- Alternative names: Hotel 101 Boracay

General information
- Status: Proposed
- Location: Malay, Aklan, Philippines, Boracay Newcoast, Boracay

Other information
- Number of rooms: 1,001

= Hotel 101 Resort – Boracay =

Proposed hotel in Boracay, Philippines

Hotel 101 Resort – Boracay is a proposed 1,001-room hotel in Boracay in Malay, Aklan, Philippines.
==Background==
On February 1, 2018, DoubleDragon Properties announced that it would build its fourth hotel under its Hotel 101 brand, named Hotel 101 Resorts-Boracay. It will be a joint venture between DoubleDragon subsidiary Hotel of Asia Inc. and partner Newcoast South Beach Inc. The proposed hotel with 1,001 rooms is envisioned to be the biggest in the country in terms of room count.

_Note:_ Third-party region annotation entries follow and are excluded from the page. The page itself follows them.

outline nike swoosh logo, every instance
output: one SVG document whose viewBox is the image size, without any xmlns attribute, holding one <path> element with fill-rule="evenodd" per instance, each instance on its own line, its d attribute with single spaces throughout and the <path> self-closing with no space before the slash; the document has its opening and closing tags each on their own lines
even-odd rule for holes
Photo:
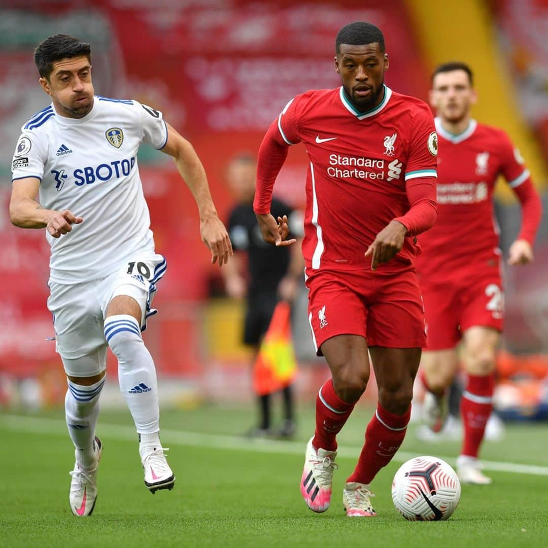
<svg viewBox="0 0 548 548">
<path fill-rule="evenodd" d="M 320 139 L 319 135 L 316 136 L 316 142 L 319 144 L 321 142 L 327 142 L 328 141 L 333 141 L 336 137 L 328 137 L 327 139 Z"/>
<path fill-rule="evenodd" d="M 77 508 L 76 506 L 74 507 L 74 509 L 76 511 L 76 513 L 78 516 L 83 516 L 84 512 L 85 511 L 85 496 L 86 496 L 86 490 L 87 487 L 84 488 L 84 498 L 82 500 L 82 506 L 79 508 Z"/>
<path fill-rule="evenodd" d="M 424 492 L 420 488 L 419 488 L 419 490 L 420 491 L 421 494 L 424 497 L 424 500 L 426 501 L 426 504 L 430 507 L 430 509 L 434 513 L 434 521 L 438 521 L 443 517 L 443 514 L 442 513 L 441 510 L 439 508 L 437 508 L 432 504 L 432 501 L 426 496 L 424 494 Z"/>
</svg>

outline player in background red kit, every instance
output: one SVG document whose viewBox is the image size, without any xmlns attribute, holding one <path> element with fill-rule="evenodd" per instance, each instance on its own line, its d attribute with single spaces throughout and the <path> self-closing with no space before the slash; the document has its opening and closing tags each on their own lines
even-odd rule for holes
<svg viewBox="0 0 548 548">
<path fill-rule="evenodd" d="M 495 359 L 504 313 L 499 230 L 493 192 L 503 175 L 522 207 L 521 231 L 508 264 L 528 264 L 541 217 L 541 203 L 523 159 L 501 129 L 471 117 L 476 102 L 470 68 L 462 63 L 438 67 L 430 101 L 437 111 L 438 218 L 419 238 L 417 260 L 426 317 L 427 351 L 421 375 L 427 388 L 426 422 L 439 431 L 447 414 L 445 394 L 459 366 L 462 339 L 467 379 L 461 400 L 464 442 L 457 460 L 461 481 L 491 482 L 480 470 L 478 452 L 490 414 Z"/>
<path fill-rule="evenodd" d="M 342 85 L 308 91 L 286 105 L 261 145 L 254 209 L 263 237 L 287 241 L 284 219 L 270 214 L 272 188 L 290 145 L 310 160 L 302 251 L 312 337 L 332 378 L 316 399 L 301 493 L 308 506 L 329 506 L 336 434 L 369 376 L 379 386 L 343 504 L 350 516 L 374 516 L 369 483 L 405 436 L 413 384 L 425 342 L 415 236 L 436 219 L 433 118 L 428 106 L 384 84 L 382 32 L 369 23 L 343 27 L 335 69 Z"/>
</svg>

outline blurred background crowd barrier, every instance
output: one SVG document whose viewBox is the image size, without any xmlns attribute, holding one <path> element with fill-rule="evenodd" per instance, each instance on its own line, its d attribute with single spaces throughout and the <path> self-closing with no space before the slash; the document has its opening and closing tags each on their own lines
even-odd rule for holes
<svg viewBox="0 0 548 548">
<path fill-rule="evenodd" d="M 268 125 L 295 94 L 340 85 L 333 66 L 335 36 L 358 20 L 384 31 L 390 55 L 387 83 L 398 92 L 426 100 L 437 64 L 471 66 L 480 96 L 475 117 L 510 134 L 548 211 L 547 0 L 0 0 L 0 407 L 55 404 L 65 389 L 54 343 L 46 340 L 53 332 L 45 307 L 44 231 L 13 227 L 7 209 L 20 128 L 48 104 L 38 85 L 36 45 L 58 32 L 89 42 L 96 93 L 162 111 L 194 145 L 226 219 L 229 159 L 242 151 L 256 153 Z M 188 405 L 204 398 L 246 399 L 250 356 L 239 344 L 243 304 L 224 296 L 219 273 L 200 241 L 196 206 L 170 158 L 144 147 L 138 161 L 157 249 L 168 264 L 155 298 L 160 313 L 146 335 L 167 381 L 164 399 Z M 297 207 L 304 205 L 307 165 L 304 150 L 294 147 L 276 187 Z M 517 233 L 520 213 L 508 189 L 499 186 L 495 209 L 506 250 Z M 516 361 L 517 375 L 527 376 L 520 364 L 534 355 L 541 379 L 548 373 L 546 218 L 545 213 L 534 264 L 505 272 L 505 355 Z M 326 375 L 312 350 L 306 300 L 303 288 L 294 310 L 301 397 Z M 117 388 L 112 387 L 113 395 Z M 372 383 L 368 395 L 374 393 Z M 548 394 L 543 397 L 548 401 Z M 499 399 L 503 405 L 511 398 L 507 393 Z"/>
</svg>

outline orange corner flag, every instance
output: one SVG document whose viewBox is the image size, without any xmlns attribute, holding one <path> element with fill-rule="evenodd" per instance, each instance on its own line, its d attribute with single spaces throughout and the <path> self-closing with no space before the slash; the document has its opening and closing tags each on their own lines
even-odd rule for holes
<svg viewBox="0 0 548 548">
<path fill-rule="evenodd" d="M 253 388 L 259 396 L 291 384 L 297 372 L 291 336 L 291 309 L 282 301 L 276 305 L 253 366 Z"/>
</svg>

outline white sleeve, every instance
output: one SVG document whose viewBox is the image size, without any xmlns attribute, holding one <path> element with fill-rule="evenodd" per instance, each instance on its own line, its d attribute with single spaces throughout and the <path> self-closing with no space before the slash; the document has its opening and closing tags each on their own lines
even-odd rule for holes
<svg viewBox="0 0 548 548">
<path fill-rule="evenodd" d="M 163 149 L 168 140 L 168 128 L 163 115 L 148 105 L 142 105 L 134 100 L 138 106 L 142 130 L 142 142 L 151 145 L 155 149 Z"/>
<path fill-rule="evenodd" d="M 45 162 L 46 155 L 38 136 L 32 132 L 24 131 L 12 160 L 12 180 L 36 177 L 41 181 Z"/>
</svg>

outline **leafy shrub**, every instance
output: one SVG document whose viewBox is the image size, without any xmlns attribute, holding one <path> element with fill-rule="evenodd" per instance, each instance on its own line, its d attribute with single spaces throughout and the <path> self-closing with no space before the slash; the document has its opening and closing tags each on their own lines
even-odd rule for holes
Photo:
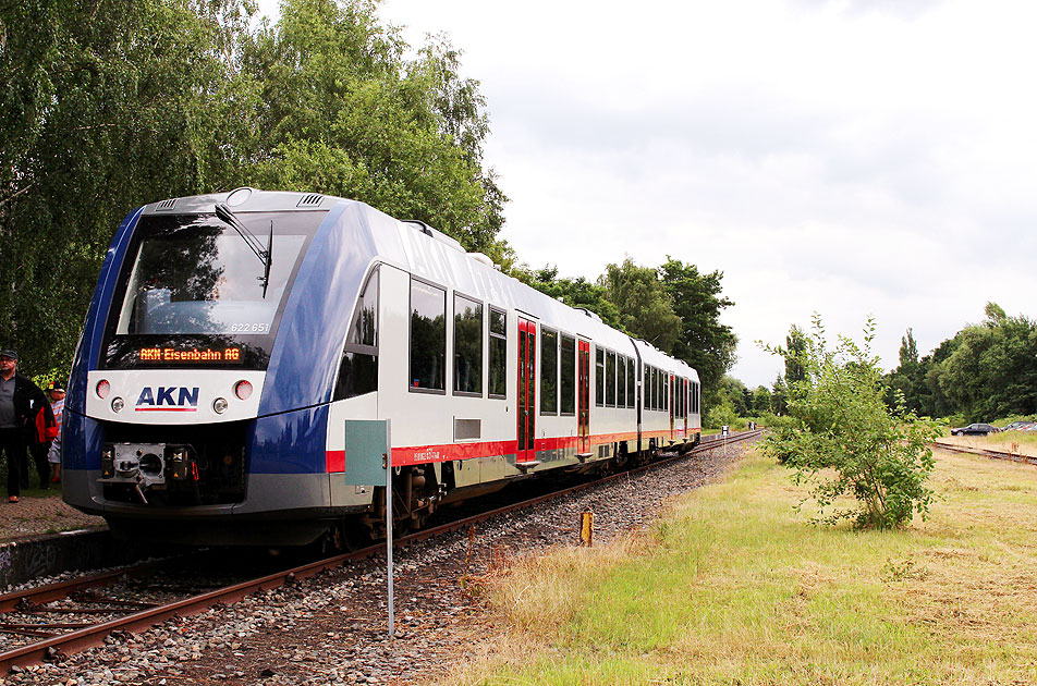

It will be built at the 150 ha Boracay Newcoast development of Megaworld subsidiary Global-Estate Resorts, Inc.

The hotel will be equipped with a rainwater harvesting system and is expected to be a LEED (Leadership in Energy and Environment Design) certified development. The developers are aiming to secure a LEED certification for the hotel, which is planned to have a rainwater harvesting system and be partially powered by solar panels. In November 2019, it was announced that Barone International was tapped as consultant to help secure LEED certification for the hotel.

Despite plans of the Philippine government to close Boracay for redevelopment, it was announced in March 2018 that plans for the hotel was unaffected which was then still in the planning stages. Boracay was closed by the government from April to October 2018.